New DG must get indies and PSB rivals on side to tackle challenges
The BBC has begun its hunt for a new leader, seeking out someone with “demonstrable resilience” who can navigate a period of “unprecedented scrutiny”. Sounds like fun, right?
If the Graham Taylor Impossible Job documentary from 1994 were to be remade in 2020, I wonder if it might follow the next DG, rather than the England football manager.
But just because it is so hard, it doesn’t mean there won’t be an array of highly respected candidates determined to chart the corporation’s future. This is the job that sits on a different plane to all others in the British TV industry and offers female applicants the chance to make history.
Whoever is selected to navigate the major challenges – youngs deserting, powerful global rivals and an apparently poisonous political climate – will need to corral support among the public, but also the industry and other institutions, because it’s striking how friendless the BBC feels at present.
The over-75s licence fee fiasco has been widely misrepresented (the BBC agreed to take on responsibility for the policy, rather than committing to maintain it), but it’s still hard to imagine too many older people leaping to its defence at the moment.
Ditto the Labour party. Traditionally, if a Tory government was threatening the BBC then the Opposition would man the barricades. After a bruising election campaign, which culminated in the then shadow transport secretary claiming the corporation “played its part consciously” in Labour’s defeat, it seems an unlikely defender.
Which leaves the industry. The BBC’s role in supporting the creative industries and driving growth among the independent production community is indisputable. Yet its indie relations are patchy.
“The debate about the BBC is coinciding with a PSB review and it might make sense for those broadcasters to stand shoulder to shoulder”

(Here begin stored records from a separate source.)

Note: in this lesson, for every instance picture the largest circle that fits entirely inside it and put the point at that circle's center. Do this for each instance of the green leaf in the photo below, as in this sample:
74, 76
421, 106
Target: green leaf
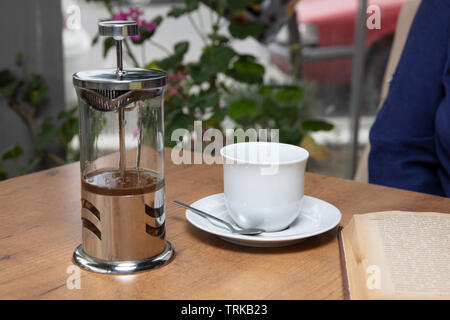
218, 116
265, 90
272, 110
242, 108
181, 48
204, 100
249, 78
47, 132
242, 31
239, 5
217, 58
213, 61
13, 153
290, 135
66, 114
190, 5
172, 62
289, 94
221, 39
32, 163
108, 43
316, 125
38, 95
247, 71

It has spent much of the past year at loggerheads over its desire to extend the iPlayer window without stumping up more money, and producers are starting to moan about the corporation’s desire for them to significantly deficit finance on almost every project.
Money is tight, but last summer Kevin Lygo revealed ITV fully funds 84% of its shows. If the BBC falls too far behind industry norms, it may suffer.
So the extent to which ITV, Channel 4 and Channel 5 might rally around the corporation will be significant. The debate about the shape, size and funding of the BBC is coinciding with a wider PSB review, and it might make sense for those broadcasters to stand shoulder to shoulder with the corporation.
Prominence, for example, is a battle they can all get behind, and I sense the other PSBs understand that tugging at the threads of the BBC could lead to the whole ecosystem unravelling. Whoever ends up leading the BBC should launch a charm offensive towards its closest broadcasting rivals.